Они плачут. Он спрашивает ее:

— И он на самом деле тоже уехал?

— Да. И тоже навсегда.

— У вас была с ним какая-то история.

— Мы оставались целых три дня в том номере отеля «Рош». А потом настал день его отъезда, тот летний день, о котором вы говорите, когда я ничего не видела. Я первой спустилась из номера, он должен был догнать меня. Мы опаздывали.

Он колеблется. Он просит рассказать про это. Она говорит ему:

— Нет. Ему нравилось быть с женщинами.

Тогда он начинает ее учить:

— Рано или поздно он все равно пришел бы к нам, они все приходят, нужно только немного подождать.

Она улыбается:

— Он не остался бы в этой комнате.

Он закрывает глаза.
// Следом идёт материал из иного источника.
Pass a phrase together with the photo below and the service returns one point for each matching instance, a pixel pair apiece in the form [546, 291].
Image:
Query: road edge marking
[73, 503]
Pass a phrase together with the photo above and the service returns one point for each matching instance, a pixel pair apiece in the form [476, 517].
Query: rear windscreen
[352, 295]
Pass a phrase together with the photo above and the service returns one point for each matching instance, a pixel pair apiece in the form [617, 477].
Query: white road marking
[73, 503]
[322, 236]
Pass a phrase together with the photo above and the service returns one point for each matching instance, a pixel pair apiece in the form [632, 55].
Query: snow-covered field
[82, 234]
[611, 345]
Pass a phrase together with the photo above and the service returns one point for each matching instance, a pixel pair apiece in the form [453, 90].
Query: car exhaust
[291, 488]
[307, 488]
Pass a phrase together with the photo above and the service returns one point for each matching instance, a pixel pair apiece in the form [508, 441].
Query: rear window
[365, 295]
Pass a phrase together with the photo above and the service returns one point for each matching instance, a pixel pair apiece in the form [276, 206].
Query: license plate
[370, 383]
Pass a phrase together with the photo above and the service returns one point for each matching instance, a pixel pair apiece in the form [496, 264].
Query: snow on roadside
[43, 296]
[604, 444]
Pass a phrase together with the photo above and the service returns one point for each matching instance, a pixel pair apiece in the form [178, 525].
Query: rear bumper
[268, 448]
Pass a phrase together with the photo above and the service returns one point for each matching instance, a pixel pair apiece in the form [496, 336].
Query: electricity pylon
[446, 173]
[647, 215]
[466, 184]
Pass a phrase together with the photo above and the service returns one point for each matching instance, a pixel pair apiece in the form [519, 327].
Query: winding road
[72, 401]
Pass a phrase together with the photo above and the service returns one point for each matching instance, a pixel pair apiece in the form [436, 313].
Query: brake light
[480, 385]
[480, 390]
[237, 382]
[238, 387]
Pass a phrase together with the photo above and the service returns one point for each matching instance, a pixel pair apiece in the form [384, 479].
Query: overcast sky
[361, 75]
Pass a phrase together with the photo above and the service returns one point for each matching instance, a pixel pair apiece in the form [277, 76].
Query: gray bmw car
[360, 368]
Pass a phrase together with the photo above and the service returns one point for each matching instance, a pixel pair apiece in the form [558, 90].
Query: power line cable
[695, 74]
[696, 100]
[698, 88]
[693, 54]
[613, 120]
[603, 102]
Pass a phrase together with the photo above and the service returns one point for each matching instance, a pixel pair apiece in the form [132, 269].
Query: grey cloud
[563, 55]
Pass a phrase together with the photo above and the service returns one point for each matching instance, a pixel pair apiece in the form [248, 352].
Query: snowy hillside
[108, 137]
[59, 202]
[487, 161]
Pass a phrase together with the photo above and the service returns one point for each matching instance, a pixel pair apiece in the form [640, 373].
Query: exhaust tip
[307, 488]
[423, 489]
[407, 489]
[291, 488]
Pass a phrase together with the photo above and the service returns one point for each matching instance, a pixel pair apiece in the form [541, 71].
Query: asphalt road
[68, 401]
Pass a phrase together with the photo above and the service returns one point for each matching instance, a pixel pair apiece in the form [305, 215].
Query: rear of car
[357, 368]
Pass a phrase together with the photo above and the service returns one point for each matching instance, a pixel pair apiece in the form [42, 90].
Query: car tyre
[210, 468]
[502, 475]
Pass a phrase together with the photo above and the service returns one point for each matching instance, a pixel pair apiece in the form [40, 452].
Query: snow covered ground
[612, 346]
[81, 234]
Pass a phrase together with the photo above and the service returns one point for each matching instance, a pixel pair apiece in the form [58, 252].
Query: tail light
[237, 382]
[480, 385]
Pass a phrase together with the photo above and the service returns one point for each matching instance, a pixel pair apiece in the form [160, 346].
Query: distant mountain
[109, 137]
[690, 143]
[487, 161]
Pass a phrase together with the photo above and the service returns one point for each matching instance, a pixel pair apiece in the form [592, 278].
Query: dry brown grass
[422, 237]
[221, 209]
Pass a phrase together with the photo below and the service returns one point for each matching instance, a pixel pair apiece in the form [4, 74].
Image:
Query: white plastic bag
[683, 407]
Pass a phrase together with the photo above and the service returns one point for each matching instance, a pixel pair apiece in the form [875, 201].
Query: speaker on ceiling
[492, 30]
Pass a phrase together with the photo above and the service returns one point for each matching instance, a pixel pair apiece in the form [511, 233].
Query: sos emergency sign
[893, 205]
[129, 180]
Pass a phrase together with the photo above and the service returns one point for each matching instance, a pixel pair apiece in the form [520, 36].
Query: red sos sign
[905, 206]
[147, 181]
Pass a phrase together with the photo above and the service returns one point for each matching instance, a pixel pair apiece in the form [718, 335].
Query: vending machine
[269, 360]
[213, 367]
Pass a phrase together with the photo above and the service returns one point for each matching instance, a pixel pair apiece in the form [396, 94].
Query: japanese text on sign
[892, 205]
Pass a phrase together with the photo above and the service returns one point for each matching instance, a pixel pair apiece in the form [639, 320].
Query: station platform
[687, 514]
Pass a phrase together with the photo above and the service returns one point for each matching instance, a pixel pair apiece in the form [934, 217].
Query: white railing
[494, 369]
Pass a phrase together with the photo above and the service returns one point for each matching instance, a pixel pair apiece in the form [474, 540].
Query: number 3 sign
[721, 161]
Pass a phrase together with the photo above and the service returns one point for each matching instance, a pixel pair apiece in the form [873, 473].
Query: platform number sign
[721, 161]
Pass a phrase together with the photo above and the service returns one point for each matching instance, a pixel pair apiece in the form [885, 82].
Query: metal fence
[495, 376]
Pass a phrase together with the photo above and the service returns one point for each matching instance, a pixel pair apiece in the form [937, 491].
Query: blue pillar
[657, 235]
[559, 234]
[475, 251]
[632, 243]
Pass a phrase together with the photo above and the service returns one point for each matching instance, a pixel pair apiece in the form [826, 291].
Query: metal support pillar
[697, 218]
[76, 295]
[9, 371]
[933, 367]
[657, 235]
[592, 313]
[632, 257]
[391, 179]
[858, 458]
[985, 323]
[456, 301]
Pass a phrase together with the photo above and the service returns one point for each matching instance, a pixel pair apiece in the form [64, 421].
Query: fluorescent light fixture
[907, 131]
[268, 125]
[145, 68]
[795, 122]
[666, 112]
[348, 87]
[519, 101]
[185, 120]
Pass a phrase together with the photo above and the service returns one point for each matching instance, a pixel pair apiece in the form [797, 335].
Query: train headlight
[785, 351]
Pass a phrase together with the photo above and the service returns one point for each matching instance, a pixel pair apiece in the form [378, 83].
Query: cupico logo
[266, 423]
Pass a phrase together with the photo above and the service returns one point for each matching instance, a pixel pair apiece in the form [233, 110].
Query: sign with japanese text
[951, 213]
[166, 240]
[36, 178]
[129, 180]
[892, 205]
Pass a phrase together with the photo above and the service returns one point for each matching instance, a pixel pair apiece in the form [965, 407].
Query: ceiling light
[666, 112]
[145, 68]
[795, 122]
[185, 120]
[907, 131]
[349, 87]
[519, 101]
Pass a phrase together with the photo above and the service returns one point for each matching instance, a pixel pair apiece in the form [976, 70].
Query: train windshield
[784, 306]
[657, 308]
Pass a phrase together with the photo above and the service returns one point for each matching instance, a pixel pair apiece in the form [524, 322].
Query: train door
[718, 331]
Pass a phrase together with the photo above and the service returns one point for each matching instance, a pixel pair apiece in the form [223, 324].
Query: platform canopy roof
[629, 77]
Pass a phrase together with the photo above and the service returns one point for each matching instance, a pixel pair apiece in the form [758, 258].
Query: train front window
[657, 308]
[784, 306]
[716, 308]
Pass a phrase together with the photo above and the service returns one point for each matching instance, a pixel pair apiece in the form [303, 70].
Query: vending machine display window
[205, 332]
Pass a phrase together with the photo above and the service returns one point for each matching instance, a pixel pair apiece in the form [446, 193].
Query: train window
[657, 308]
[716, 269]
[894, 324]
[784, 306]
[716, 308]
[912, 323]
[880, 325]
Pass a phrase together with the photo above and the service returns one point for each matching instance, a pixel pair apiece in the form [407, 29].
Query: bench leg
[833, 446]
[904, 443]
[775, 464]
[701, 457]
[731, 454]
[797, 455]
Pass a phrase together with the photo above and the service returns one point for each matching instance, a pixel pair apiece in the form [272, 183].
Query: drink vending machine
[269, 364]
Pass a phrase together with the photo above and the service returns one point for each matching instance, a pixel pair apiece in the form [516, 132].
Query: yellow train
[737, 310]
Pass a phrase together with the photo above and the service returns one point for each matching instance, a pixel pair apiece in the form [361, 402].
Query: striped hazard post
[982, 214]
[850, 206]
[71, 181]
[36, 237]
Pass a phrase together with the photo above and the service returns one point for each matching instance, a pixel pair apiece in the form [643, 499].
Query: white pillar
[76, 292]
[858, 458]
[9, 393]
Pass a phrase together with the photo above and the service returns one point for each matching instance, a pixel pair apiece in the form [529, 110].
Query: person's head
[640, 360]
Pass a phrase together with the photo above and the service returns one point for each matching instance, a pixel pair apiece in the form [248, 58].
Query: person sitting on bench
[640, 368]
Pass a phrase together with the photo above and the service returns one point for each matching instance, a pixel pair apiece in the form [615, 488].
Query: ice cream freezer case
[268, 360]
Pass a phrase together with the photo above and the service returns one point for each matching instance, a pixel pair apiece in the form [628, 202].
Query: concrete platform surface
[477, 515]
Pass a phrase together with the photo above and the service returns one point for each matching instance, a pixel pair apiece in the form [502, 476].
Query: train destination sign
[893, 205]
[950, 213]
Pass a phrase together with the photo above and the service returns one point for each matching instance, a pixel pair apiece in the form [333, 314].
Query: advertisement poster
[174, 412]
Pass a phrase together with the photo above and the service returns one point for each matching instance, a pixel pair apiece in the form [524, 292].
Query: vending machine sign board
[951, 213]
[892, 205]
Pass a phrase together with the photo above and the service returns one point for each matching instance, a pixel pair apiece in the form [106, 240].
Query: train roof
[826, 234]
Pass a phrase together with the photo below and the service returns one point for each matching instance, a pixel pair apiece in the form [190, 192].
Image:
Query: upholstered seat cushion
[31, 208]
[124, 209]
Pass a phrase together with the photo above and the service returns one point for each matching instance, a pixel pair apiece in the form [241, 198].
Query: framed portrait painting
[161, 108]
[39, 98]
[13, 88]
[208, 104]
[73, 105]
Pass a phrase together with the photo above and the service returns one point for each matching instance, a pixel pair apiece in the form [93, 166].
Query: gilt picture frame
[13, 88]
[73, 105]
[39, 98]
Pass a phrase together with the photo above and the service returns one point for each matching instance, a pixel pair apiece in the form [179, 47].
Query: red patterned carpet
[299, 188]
Он говорит, что вновь видит тот холл в свете заката. Он спрашивает:

— Он не хотел покидать вас, верно?

— Да, он не хотел. Не хотел.

— Это то преступление, о котором вы говорили?

— Да.

— Ваше расставание.

Она не смотрит на него. Она говорит: да. Она говорит:

— Почему? Как знать… Я не знаю. Я еще не знаю этого, возможно, никогда не узнаю. Может быть, нашим преступлением была красота, она была удивительной, невозможной. Наша глубинная красота, которая, казалось, имела смысл, как всегда, когда она раздирает на части. Вопреки тому, что можно было подумать, он приехал с Севера. Из Ванкувера. Еврей, я думаю. Он верил в Бога.

И может быть, в счастье и в страх.

Или, быть может, в желание, слишком сильное, пугающее.

Он спрашивает ее:

— Иногда во сне вы произносите слово, похожее на чье-то имя. Ближе к утру, нужно быть совсем рядом с вами, чтобы его расслышать. Это едва похоже на слово, но можно подумать, что именно его кто-то кричал в отеле тем летним вечером.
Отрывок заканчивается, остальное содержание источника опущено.